Three Ireland director of people development Keavy Gorman also emphasises the softer end of the skills spectrum. "Digital skills are almost at the bottom of the list for employers," she notes. "There is an assumption that people have these skills already. When you look at the technologies we are using every day, we all have skills in them."
Three is running its own programmes to help people burnish those human skills. “One of the key skills we are looking for is leadership. We are investing in our people’s leadership skills. Collaboration is also important. As more technology such as AI and bots comes in, we need to work with it.”
Gorman also cites problem solving as a key skill. “It’s part of the value that we as humans bring to work.”
When it comes to more traditional skills, Three has invested heavily in online learning platforms. “Employees have access to all the learning programmes they want. People are certifying themselves. They are doing nanodegrees in data science and AI. The continuing investment in digital technology will give rise to the hybrid worker combining technology and human skills and people can use the learning platform to acquire those skills. People are now having multiple roles in their career. They are using transferable skills to zigzag and gain loads of experience in different roles while doing courses to add to their skills. It’s the whole concept of lifelong engagement in shorter skills-development programmes.”
The UCD Professional Academy was set up three years ago to provide shorter learning programmes. “The changing world of work is very interesting,” says academy managing director Aaron McKenna. “There are executive education offerings like MBAs and other courses, but we felt there was a gap in short, sharp, skills-based training. Probably one of the things that drove us into the space was the rapid pace of change. Many of the jobs people will be doing in a few years don’t exist at the moment.”
He says people considering upskilling are spoilt for choice at the moment. “You can do anything. You can go to an online platform like Udemy where you can download the courseware and so. You can do short courses with the UCD Professional Academy, or you can even go back to university to do another degree or get a postgraduate qualification.”
Dr Maeve Houlihan, associate dean of the UCD Lochlann Quinn School of Business, advises people to get “micro-credential and digital badging savvy”.
“The big tech firms have a lot of opportunities for free learning and useful accreditations including Microsoft’s Global Skills Initiative, LinkedIn Learning and Google’s Digital Garage,” she points out. “Access to good-quality, well-recognised certifications is more accessible that ever with online learning.”

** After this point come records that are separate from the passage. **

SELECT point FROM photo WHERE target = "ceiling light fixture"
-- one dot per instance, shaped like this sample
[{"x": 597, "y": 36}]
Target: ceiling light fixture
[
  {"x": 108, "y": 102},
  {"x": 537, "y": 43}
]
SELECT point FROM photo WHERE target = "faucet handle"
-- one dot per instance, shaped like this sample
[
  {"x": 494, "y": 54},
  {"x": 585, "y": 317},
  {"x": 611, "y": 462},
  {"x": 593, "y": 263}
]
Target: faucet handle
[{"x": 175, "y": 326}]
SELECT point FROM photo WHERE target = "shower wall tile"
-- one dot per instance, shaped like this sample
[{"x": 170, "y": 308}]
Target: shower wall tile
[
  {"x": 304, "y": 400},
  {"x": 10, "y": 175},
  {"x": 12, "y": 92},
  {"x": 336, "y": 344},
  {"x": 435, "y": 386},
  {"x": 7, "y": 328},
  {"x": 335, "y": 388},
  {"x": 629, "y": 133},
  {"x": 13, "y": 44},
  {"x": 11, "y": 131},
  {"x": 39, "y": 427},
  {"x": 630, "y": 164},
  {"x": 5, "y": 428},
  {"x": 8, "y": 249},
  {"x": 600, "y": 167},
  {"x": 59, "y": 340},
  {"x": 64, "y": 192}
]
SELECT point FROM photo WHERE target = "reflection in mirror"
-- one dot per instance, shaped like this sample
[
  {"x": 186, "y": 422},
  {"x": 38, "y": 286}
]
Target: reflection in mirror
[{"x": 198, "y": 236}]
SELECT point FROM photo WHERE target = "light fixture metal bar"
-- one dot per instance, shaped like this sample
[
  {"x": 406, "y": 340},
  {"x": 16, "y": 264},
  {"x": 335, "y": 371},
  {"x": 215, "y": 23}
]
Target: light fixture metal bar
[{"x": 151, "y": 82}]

But McKenna advises people to think carefully before making a choice. “You don’t want to fall into the trap of the CAO where you choose something today and it turns out you are not really interested in it when you get around to doing it. There is a lot of free or low-cost content available for people to sample to see if something interests them and if it is right for them. You should choose a course or offering that matches your schedule and the way you like to learn. Maybe take a shorter course to get job-ready skills and take it from there.”
The typical UCD Professional Academy course is a three-hour session one evening a week for 12 weeks. “People get skills they can apply to their careers. They go on a journey, and they might find that interests them and go deeper after that. The short, sharp, condensed format really suits working people.”
And the old ways can still be best, according to Houlihan. “On-the-job learning is as important as ever. Be curious about other people and expose yourself to expertise and learning from peers, thought leaders and people you admire about what they do and how they do it and why.”